Supervised, Unsupervised and Reinforcement Learning

From the last article, we know that basically all common artificial intelligence methods can be classified as weak AI. And these methods and techniques can be further subdivided. Today, we want to focus on this subdivision.

In fact, when I talk about artificial intelligence, we are dealing with machine learning (ML) — a category of artificial intelligence. ML can be further subdivided into supervised, unsupervised, and reinforcement learning. We will deal with these three and their respective subcategories today

Source Researchgate

As before, the topics are much more extensive. I will try to present them in a greatly simplified form.

Supervised Learning

In supervised learning, labeled data must be provided to the ML algorithm. Through the so-called features (input data of the model) and the associated target values or observation variables (output data of the model), concrete correlations are learned during training and, with the help of these correlations or this model, predictions for new input data are then made during testing or validation. This process requires a good and large database in order to learn the necessary correlations and make accurate predictions. This involves a high level of human effort and is not possible for all data sets. The following examples of classification give an idea of how much effort is involved.

Two categories of supervised learning, image from whataftercollege

Two categories of supervised learning, image from whataftercollege

Classification

In classification, models are trained to divide the input data into fixed categories. One example, which we will also cover in a later article with Python code, is the publicly available MNIST database, which consists of $60.000$ examples in the training dataset and $10.000$ examples in the test dataset. These are handwritten digits stored in $28 x 28$ pixel grayscale images. Each image is linked to a unique label or observation variable.

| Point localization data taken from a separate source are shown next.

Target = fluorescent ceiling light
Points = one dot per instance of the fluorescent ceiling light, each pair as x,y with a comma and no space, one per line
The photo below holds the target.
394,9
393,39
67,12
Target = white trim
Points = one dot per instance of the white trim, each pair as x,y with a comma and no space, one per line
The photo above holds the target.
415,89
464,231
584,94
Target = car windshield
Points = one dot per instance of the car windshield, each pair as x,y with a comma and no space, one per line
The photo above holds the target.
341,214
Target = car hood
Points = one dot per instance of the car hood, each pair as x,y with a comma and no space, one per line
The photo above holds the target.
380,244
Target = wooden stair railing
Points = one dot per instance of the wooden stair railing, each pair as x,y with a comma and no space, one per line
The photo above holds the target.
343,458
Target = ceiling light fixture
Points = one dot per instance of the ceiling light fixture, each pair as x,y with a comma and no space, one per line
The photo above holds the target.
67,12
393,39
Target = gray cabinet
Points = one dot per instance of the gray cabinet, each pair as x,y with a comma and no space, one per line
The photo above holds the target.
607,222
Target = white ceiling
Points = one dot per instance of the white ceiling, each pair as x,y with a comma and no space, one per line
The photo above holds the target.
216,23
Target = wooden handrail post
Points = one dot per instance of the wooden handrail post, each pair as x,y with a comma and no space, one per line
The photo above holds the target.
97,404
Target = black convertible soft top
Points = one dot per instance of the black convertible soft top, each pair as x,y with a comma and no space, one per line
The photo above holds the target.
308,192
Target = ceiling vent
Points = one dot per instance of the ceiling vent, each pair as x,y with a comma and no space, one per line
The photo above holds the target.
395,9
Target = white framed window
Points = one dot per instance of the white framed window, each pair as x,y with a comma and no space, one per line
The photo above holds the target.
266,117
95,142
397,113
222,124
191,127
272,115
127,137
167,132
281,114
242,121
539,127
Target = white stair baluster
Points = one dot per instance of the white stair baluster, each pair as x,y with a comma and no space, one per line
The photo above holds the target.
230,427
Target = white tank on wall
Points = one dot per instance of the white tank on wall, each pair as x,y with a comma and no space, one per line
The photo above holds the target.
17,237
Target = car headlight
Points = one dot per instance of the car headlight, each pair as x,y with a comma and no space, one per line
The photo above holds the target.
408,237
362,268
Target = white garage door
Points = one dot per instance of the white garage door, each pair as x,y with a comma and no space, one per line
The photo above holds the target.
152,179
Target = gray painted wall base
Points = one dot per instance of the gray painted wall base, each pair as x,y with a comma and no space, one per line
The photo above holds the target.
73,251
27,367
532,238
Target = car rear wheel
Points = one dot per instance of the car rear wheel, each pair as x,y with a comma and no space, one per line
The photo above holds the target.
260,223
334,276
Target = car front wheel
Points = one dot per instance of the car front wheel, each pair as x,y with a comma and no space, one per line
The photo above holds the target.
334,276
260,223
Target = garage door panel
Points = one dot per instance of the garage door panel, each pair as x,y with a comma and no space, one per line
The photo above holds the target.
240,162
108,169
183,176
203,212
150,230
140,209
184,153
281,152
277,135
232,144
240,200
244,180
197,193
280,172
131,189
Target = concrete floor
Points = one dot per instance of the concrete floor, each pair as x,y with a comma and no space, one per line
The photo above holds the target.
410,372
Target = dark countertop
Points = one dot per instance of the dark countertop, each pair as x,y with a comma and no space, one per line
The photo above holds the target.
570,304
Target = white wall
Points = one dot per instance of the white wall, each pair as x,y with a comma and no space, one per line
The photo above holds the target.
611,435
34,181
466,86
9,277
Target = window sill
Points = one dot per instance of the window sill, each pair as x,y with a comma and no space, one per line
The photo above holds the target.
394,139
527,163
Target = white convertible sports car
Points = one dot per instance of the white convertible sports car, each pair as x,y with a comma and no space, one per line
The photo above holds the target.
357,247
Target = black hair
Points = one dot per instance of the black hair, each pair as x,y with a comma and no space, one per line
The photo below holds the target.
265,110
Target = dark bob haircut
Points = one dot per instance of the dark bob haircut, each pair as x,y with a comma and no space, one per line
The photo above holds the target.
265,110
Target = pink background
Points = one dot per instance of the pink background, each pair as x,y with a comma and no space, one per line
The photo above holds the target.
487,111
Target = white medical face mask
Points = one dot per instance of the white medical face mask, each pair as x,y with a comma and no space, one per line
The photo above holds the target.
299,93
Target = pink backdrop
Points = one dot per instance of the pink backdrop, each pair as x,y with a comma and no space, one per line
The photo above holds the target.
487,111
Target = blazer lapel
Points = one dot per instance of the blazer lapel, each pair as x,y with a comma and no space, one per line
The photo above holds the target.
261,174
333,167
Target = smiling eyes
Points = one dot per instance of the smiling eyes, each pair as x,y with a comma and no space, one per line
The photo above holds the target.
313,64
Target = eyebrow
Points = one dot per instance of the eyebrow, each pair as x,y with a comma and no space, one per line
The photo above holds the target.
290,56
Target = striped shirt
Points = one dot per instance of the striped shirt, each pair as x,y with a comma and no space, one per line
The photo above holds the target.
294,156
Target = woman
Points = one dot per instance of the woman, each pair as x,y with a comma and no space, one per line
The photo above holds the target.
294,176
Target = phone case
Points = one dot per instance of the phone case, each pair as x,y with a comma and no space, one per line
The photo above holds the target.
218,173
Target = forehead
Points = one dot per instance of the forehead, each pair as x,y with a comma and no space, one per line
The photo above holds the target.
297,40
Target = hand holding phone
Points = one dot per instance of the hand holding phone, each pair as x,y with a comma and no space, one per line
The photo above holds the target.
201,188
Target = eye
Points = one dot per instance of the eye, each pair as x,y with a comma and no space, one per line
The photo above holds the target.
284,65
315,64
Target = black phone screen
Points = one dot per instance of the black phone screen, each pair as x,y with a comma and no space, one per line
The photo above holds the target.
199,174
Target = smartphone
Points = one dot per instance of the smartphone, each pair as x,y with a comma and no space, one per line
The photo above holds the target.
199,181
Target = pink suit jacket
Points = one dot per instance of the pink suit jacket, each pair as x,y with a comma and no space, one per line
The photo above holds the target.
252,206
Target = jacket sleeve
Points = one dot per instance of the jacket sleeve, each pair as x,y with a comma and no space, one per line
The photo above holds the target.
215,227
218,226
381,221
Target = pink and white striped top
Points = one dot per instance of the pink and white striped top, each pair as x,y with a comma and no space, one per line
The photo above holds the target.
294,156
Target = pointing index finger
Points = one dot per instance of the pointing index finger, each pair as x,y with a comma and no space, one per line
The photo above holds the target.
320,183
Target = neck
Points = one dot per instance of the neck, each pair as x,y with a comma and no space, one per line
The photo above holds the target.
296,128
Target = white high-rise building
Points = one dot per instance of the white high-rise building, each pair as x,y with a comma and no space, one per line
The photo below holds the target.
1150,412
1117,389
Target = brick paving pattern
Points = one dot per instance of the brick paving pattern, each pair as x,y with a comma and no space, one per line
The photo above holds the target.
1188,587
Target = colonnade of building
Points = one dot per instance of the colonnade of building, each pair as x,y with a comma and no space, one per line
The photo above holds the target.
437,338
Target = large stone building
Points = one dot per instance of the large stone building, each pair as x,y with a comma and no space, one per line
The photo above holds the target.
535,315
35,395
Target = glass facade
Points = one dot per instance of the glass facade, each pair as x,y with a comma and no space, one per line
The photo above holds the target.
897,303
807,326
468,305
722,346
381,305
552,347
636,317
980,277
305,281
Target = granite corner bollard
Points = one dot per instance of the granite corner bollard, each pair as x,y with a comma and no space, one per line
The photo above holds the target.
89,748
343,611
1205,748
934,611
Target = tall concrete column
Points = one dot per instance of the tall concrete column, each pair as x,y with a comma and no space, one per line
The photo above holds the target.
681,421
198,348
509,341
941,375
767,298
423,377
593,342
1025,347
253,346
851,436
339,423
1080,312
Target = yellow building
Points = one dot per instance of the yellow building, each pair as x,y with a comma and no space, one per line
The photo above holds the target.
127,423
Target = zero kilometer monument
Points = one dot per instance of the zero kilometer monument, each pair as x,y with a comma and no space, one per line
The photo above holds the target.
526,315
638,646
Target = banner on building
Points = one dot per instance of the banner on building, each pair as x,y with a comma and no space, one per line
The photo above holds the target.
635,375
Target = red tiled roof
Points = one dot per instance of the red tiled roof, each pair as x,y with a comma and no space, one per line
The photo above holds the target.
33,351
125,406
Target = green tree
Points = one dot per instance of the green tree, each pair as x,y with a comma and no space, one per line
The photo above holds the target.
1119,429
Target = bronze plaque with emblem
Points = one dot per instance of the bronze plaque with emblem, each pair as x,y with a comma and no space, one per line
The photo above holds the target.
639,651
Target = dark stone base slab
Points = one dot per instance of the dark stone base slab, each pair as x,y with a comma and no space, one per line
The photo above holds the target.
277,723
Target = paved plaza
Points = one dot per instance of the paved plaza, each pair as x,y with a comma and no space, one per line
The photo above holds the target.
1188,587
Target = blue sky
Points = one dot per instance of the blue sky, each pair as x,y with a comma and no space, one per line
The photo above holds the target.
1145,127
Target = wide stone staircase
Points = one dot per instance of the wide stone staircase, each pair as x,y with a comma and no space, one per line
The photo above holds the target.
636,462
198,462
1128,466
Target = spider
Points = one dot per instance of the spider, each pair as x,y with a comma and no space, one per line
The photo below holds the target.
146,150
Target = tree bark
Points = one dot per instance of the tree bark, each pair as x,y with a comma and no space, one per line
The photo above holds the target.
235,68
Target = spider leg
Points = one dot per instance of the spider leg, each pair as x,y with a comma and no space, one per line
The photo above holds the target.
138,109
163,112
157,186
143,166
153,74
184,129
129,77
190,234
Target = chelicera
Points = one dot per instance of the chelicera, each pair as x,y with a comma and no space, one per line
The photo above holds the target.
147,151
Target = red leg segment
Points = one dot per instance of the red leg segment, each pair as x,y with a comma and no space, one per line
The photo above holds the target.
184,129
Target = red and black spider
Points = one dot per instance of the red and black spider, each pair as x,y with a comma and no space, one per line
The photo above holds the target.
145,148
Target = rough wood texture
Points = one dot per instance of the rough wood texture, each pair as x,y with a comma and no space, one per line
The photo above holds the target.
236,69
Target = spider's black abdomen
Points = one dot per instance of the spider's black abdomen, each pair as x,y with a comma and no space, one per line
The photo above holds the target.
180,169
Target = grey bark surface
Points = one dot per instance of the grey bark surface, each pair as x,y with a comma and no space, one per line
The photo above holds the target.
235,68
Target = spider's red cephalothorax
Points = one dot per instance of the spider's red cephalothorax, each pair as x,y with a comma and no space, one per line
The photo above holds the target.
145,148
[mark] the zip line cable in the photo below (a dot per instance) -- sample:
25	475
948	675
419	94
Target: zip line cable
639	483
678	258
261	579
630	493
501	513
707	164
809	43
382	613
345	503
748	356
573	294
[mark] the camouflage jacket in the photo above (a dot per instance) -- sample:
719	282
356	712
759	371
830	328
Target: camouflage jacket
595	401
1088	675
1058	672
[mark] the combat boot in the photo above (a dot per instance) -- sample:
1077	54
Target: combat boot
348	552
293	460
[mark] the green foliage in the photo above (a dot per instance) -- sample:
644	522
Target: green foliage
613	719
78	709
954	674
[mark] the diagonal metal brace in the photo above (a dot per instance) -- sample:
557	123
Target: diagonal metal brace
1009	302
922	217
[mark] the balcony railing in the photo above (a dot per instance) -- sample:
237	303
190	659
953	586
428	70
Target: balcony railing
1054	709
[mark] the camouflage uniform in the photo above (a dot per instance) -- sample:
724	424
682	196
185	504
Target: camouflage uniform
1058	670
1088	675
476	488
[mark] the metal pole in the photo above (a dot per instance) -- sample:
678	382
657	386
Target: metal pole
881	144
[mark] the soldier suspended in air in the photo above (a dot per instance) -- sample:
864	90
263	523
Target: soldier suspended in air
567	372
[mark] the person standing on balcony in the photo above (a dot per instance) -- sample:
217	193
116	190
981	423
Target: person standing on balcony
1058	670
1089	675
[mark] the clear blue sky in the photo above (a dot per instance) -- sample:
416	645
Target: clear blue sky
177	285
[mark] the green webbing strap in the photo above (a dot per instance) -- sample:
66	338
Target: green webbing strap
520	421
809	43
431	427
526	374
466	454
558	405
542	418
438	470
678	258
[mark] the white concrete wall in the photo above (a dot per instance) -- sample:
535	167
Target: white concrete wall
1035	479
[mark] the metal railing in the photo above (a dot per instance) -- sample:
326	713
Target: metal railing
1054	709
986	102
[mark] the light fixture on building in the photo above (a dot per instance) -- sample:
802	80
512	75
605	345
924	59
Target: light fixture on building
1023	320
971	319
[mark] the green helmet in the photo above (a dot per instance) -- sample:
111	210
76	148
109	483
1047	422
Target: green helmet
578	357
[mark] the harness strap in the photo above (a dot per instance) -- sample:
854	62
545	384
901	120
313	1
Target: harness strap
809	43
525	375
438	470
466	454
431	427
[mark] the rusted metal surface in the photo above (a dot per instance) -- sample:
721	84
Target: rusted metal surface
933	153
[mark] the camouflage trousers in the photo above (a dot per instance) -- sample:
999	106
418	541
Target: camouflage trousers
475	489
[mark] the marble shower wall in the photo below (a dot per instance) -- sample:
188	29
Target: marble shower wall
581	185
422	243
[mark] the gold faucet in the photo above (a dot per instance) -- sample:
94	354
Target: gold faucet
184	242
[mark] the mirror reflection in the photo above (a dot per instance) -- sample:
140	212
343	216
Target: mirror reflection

MNIST dataset, image from Wikipedia

MNIST dataset, image from Wikipedia

The training data set is now used to train the model (often a convolutional neural network) and the test data set is used to test and validate the model. For this purpose, each image is fed into the model, which makes a prediction (classifying it into one of the ten categories/digits, see Softmax Activationfunction). During training, the model is constantly updated to improve this prediction. We will also take a closer look at this process in Python code in a concrete example.

Further examples are:

Fashion-MNIST – a database of images of clothing items, also divided into ten categories
food101 – a database of images of food divided into 101 categories
Cats vs. Dogs – a database of images of dogs and cats, and therefore two categories

The following algorithms are used particularly frequently:

Logistic regression
K-nearest neighbors (KNN)
Support Vector Machines (SVM)
Naive Bayes
Decision trees and derived methods such as random forests or gradient boosted trees
Artificial neural networks (e.g., convolutional neural networks)

Regression

Regression is often used to identify trends or make specific predictions. Input data includes, for example, age, salary, or prices, which the model uses to learn correlations and make predictions. A frequently cited example is the Boston Housing Dataset. We will also work with this dataset in an upcoming article and train a model.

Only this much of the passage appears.